The **Naive Gaussian model for anomaly detection** assumes that:

1. Each feature is **independent** of the others (hence "naive").
2. Each feature is **normally distributed**.
3. You compute the **joint probability** of a data point by multiplying the probabilities of each feature.


### **Goal**: Estimate the probability of a feature vector $ \vec{x} = [x_1, x_2, ..., x_n] $ under the assumption that each $ x_i \sim \mathcal{N}(\mu_i, \sigma_i^2) $, and then flag as anomaly if this joint probability is very low.
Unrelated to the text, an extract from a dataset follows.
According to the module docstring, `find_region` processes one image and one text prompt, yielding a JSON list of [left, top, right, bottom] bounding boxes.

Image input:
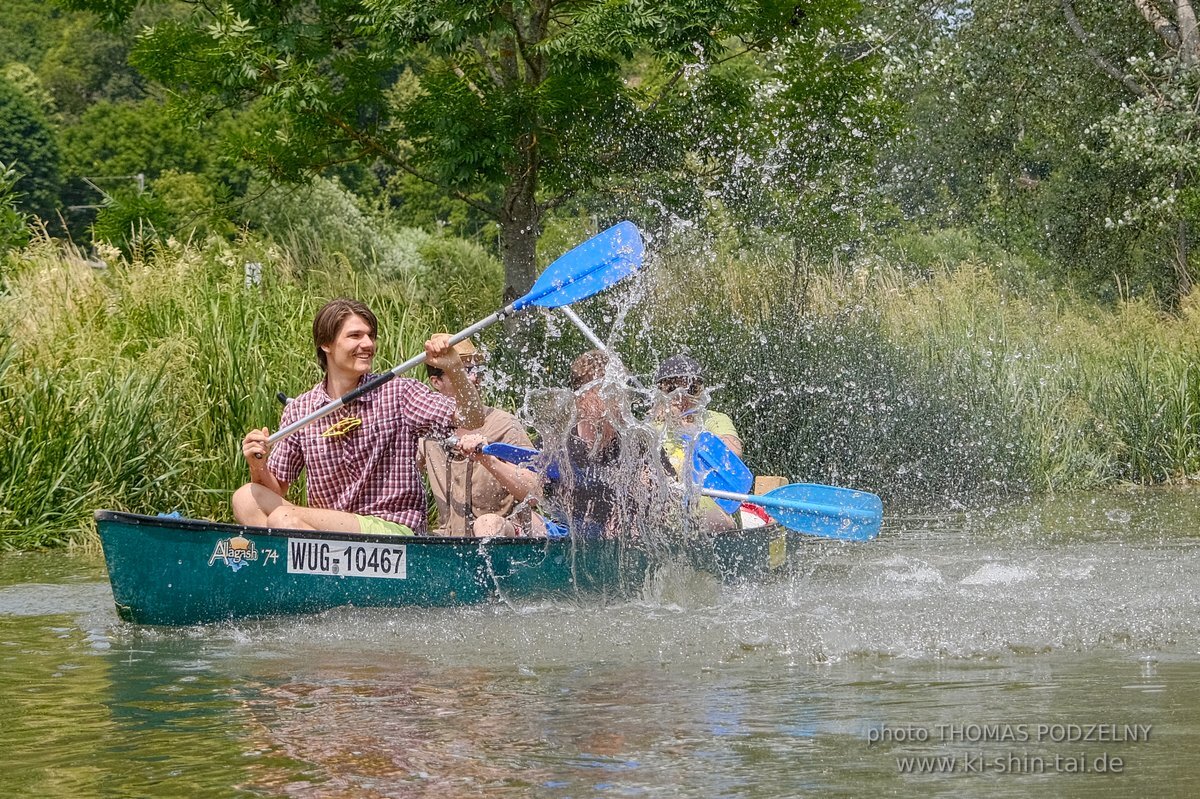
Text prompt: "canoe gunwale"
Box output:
[[95, 510, 546, 547]]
### **Step-by-step procedure**

#### **1. Estimate parameters from training data**
For each feature $ i $, compute:

- The **mean**:
  $$
  \mu_i = \frac{1}{m} \sum_{j=1}^{m} x_i^{(j)}
  $$
- The **variance**:
  $$
  \sigma_i^2 = \frac{1}{m} \sum_{j=1}^{m} (x_i^{(j)} - \mu_i)^2
  $$

Where:
- $ m $ is the number of training samples
- $ x_i^{(j)} $ is the $ i $-th feature of the $ j $-th training example

#### **2. Compute feature-wise probabilities**

For a new sample $ \vec{x} = [x_1, x_2, ..., x_n] $, compute:

$$
P(x_i) = \frac{1}{\sqrt{2\pi\sigma_i^2}} \exp\left( -\frac{(x_i - \mu_i)^2}{2\sigma_i^2} \right)
$$

#### **3. Multiply probabilities to get total likelihood**

$$
P(\vec{x}) = \prod_{i=1}^{n} P(x_i)
$$

This is the joint probability assuming **independence**.

#### **4. Compare against a threshold**

If:
$$
P(\vec{x}) < \varepsilon
$$
Then classify $ \vec{x} $ as an **anomaly**.